You would need more than just a transporter to achieve that, though.
She wasn’t reconstituted, the hair was used as a reference to tweak her pattern. They didn’t just print out a spare Pulaski, leaving the old one on the station.
Riker was split during the process, since the person doing the teleporter thing did an ill-advised/unprecedented thing and basically tried to transport them twice simultaneously, using two transport beams, and reintegrate the patterns later, so that the interference didn’t cause them to lose too much of him, and they had enough to use the pattern repair mechanisms to patch any gaps (more than 50% lost is generally considered unrecoverable).
Part of the interference resulted in one of the transport beams being echoed down to the planet surface, and the transporter presumably did its best to fill in the gaps so that they didn’t just get half a Riker, and they ended up with two whole Rikers instead.
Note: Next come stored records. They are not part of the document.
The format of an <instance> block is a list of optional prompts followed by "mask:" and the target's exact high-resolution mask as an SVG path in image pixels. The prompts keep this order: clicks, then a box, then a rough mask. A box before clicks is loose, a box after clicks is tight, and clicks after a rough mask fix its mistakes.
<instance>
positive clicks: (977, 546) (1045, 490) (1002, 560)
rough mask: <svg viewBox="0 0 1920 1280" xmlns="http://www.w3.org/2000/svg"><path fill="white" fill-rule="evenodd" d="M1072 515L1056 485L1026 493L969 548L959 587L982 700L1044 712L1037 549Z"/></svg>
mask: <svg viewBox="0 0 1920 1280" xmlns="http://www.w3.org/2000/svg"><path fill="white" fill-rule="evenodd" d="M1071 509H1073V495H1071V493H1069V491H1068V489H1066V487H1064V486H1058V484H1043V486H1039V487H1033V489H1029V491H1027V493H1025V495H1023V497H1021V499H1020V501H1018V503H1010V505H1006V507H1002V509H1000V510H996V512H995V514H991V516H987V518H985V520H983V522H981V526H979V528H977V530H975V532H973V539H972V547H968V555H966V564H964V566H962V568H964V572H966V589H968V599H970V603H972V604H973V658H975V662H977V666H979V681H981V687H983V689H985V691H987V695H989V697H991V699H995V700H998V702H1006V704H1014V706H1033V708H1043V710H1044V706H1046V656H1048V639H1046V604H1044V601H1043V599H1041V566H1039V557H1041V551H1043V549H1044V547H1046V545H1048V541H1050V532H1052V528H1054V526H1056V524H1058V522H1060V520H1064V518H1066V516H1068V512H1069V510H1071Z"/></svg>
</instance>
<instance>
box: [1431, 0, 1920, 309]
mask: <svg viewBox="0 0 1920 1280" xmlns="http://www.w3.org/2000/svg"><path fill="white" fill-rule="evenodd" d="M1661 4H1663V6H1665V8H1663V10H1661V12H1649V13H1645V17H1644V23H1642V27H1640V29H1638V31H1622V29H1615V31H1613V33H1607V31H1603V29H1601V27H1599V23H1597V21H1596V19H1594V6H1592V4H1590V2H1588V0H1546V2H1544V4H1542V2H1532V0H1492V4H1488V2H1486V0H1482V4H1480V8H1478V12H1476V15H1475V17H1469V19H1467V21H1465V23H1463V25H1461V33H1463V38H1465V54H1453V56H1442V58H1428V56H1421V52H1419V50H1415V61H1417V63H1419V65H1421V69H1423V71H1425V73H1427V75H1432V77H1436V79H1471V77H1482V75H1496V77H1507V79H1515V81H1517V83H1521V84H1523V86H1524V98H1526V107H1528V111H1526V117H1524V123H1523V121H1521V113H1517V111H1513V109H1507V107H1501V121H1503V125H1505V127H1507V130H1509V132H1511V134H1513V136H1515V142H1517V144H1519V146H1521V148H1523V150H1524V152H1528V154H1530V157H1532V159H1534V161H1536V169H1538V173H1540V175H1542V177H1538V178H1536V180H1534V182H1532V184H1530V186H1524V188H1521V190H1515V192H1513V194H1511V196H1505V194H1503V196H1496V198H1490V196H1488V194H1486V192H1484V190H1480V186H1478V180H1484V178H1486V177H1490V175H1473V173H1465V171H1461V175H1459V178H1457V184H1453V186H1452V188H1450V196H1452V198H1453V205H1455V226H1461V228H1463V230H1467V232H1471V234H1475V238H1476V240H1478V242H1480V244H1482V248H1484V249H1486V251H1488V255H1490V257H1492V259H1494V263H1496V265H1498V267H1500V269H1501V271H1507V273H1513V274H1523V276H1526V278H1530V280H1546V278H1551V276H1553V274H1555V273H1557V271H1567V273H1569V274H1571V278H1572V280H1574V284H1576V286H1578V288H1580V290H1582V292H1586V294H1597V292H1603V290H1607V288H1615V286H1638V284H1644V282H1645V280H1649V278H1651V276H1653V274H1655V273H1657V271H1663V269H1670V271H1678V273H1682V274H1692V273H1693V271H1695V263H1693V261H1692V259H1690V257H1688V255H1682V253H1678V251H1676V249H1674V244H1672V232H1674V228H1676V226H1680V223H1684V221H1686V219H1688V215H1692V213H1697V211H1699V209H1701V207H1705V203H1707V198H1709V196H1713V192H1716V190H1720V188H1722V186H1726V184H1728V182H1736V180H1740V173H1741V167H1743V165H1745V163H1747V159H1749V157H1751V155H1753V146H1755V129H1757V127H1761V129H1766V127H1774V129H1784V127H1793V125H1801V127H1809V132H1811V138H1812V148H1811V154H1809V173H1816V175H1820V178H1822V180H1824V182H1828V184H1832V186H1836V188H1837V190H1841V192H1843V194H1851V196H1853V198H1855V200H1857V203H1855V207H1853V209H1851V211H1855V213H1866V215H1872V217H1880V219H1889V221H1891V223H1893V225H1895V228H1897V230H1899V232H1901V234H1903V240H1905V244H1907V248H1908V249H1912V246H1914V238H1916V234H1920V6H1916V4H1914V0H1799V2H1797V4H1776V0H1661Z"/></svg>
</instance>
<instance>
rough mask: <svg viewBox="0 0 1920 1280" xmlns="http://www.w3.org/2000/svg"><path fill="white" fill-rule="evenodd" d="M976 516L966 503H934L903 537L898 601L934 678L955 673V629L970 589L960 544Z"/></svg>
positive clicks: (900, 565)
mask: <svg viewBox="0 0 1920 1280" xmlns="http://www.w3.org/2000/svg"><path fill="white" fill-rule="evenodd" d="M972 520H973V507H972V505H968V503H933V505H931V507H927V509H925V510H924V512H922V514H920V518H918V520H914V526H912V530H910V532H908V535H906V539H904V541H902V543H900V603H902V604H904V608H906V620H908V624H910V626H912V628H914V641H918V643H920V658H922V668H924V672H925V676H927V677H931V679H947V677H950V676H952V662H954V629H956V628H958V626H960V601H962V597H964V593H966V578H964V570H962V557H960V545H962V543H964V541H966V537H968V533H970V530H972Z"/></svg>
If it was a simple clone -> store -> kill/replicate, Scotty wouldn’t have needed some whole convoluted song and dance to keep someone in the buffer for decades, and Franklin’d not have died.
The Second One. The supernatural parts remain the same (the Vulcans make a big deal out of that, and would have a fit if people were being killed), the exact same matter is moved, and people remain conscious during the process.
In Star Trek, cloning is a much more complex affair, needing to grow the clone and all. If the transporter just copied people, destroying the original, they could just use that instead.
In fairness, the clone being made is more from people abusing the “part of you is missing, so we’ll try and patch that up before putting you back together” function, and happened twice with extremely specific circumstances. You can’t just factory-print people with it.